IBM Support

How to ensure OpenMPI follow LSF's affinity decisions

Troubleshooting


Problem

When running a OpenMPI job in LSF with affinities specified through LSF options. LSF makes the affinity decision and send to OpenMPI, in order for OpenMPI applications to follow the decision, the following procedure needs to be followed.

Resolving The Problem

If the procedure was not followed, two different OpenMPI jobs could end up using the same cores on a host while LSF scheduled them to use different cores. Below is an example.


bash-4.1$ cat job.sh
#!/bin/bash
#BSUB -n 4
#BSUB -R "affinity[core(1)]"
#BSUB -m "gordonc-3"
#BSUB -e %J.e
#BSUB -o %J.o
/usr/local/bin/mpirun --report-bindings ./a.out

bash-4.1$ bsub < job.sh ;bsub < job.sh
Job <4106> is submitted to default queue <normal>.
Job <4107> is submitted to default queue <normal>.

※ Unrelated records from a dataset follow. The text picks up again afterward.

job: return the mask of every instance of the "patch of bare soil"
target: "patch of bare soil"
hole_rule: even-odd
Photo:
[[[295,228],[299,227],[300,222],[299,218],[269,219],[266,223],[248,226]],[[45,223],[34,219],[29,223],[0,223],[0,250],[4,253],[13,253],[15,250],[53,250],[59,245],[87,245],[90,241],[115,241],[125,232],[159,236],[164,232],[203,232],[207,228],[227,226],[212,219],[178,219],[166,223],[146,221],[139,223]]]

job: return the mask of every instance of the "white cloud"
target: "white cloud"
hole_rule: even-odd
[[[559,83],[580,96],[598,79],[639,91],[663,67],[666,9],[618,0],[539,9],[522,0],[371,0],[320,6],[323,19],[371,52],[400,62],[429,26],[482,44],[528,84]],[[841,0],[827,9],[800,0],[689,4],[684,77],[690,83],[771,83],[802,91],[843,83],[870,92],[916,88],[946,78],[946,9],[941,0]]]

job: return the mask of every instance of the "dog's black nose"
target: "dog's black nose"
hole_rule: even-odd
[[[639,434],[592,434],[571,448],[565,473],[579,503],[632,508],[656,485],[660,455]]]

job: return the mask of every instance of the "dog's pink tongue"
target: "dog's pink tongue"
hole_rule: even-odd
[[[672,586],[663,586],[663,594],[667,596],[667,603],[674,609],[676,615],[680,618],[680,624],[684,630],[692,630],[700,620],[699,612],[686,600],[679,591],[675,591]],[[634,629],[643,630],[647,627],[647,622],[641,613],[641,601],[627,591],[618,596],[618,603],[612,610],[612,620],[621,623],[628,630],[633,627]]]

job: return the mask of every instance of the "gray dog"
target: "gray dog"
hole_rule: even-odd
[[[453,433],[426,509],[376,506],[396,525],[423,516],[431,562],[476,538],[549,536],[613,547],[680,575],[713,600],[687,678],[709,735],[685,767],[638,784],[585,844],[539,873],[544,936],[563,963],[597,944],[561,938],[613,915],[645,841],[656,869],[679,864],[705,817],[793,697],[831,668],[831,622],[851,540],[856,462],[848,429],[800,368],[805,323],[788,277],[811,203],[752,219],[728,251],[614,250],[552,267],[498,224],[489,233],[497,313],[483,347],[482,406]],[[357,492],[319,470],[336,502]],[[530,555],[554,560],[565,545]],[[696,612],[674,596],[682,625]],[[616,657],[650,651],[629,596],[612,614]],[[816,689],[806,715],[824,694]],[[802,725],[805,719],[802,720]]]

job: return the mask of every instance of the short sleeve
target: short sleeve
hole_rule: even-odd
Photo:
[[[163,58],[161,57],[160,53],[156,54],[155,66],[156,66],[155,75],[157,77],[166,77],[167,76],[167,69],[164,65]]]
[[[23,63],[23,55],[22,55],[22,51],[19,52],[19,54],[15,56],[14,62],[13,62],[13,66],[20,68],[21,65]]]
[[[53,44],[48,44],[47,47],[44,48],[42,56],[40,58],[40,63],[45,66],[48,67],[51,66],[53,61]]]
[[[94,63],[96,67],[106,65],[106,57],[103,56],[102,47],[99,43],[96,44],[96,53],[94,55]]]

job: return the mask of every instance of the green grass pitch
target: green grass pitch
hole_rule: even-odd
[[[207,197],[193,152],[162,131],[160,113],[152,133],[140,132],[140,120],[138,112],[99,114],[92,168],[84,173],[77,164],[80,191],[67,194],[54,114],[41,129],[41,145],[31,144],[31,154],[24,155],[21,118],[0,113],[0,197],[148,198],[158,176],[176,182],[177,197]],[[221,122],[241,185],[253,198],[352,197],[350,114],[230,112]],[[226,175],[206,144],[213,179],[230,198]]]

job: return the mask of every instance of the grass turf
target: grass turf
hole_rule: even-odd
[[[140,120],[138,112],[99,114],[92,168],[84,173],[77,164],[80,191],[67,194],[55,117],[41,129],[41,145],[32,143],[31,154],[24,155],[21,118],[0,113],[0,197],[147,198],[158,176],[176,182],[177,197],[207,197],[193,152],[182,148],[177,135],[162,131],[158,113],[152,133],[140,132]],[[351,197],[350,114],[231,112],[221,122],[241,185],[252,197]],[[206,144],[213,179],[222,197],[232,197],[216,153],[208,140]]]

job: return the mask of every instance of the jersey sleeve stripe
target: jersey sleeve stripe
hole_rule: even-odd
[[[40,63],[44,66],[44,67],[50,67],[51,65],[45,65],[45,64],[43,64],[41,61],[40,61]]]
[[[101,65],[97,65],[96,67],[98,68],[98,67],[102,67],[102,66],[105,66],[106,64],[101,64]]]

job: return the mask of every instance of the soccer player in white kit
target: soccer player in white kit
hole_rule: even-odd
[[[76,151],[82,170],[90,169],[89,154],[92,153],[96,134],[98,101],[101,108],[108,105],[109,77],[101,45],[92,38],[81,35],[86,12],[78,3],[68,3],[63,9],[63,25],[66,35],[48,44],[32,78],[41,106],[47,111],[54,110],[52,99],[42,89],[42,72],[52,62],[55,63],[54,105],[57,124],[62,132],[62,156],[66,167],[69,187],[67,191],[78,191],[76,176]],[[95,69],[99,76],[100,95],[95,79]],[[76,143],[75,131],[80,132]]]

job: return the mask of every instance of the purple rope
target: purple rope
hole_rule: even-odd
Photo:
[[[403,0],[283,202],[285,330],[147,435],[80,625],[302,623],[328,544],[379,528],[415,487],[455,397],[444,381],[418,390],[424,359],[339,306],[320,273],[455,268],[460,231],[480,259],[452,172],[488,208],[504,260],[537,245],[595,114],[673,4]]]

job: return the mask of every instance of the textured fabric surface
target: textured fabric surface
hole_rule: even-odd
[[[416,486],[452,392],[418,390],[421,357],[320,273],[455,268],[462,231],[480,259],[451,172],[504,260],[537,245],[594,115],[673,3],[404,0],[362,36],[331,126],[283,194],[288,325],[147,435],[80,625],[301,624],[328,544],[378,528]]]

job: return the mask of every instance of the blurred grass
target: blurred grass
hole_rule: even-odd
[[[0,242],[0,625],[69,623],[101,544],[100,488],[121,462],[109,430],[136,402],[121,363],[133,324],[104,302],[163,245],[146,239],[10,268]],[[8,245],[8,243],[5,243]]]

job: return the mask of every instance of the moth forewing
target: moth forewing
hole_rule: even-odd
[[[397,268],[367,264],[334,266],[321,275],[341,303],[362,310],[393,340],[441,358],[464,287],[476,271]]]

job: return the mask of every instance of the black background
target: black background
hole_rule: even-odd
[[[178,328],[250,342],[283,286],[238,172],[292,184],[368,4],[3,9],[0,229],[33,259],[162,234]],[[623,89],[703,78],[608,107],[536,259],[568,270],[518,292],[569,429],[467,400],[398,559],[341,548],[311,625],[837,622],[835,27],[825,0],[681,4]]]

bash-4.1$ bjobs -aff -l # bjobs shows different cores are used for the 2 jobs
Job <4106>, User <gordonc>, Project <default>, Status <RUN>, Queue <normal>, Co
...
AFFINITY:
CPU BINDING MEMORY BINDING
------------------------ --------------------
HOST TYPE LEVEL EXCL IDS POL NUMA SIZE
gordonc-3.gss.platf core - - /0/0/0 - - -
gordonc-3.gss.platf core - - /0/0/1 - - -
gordonc-3.gss.platf core - - /0/1/0 - - -
gordonc-3.gss.platf core - - /0/1/1 - - -
------------------------------------------------------------------------------
Job <4107>, User <gordonc>, Project <default>, Status <RUN>, Queue <normal>, Co
...
AFFINITY:
CPU BINDING MEMORY BINDING
------------------------ --------------------
HOST TYPE LEVEL EXCL IDS POL NUMA SIZE
gordonc-3.gss.platf core - - /0/2/0 - - -
gordonc-3.gss.platf core - - /0/2/1 - - -
gordonc-3.gss.platf core - - /0/3/0 - - -
gordonc-3.gss.platf core - - /0/3/1 - - -

bash-4.1$ cat 4106.e # mpirun --report-bindings shows the same cores are used for the 2 jobs
[gordonc-3:22446] MCW rank 2 bound to socket 1[core 2[hwt 0]]: [./.][B/.][./.][./.]
[gordonc-3:22446] MCW rank 3 bound to socket 1[core 3[hwt 0]]: [./.][./B][./.][./.]
[gordonc-3:22446] MCW rank 0 bound to socket 0[core 0[hwt 0]]: [B/.][./.][./.][./.]
[gordonc-3:22446] MCW rank 1 bound to socket 0[core 1[hwt 0]]: [./B][./.][./.][./.]
bash-4.1$ cat 4107.e
[gordonc-3:22499] MCW rank 1 bound to socket 0[core 1[hwt 0]]: [./B][./.][./.][./.]
[gordonc-3:22499] MCW rank 2 bound to socket 1[core 2[hwt 0]]: [./.][B/.][./.][./.]
[gordonc-3:22499] MCW rank 3 bound to socket 1[core 3[hwt 0]]: [./.][./B][./.][./.]
[gordonc-3:22499] MCW rank 0 bound to socket 0[core 0[hwt 0]]: [B/.][./.][./.][./.]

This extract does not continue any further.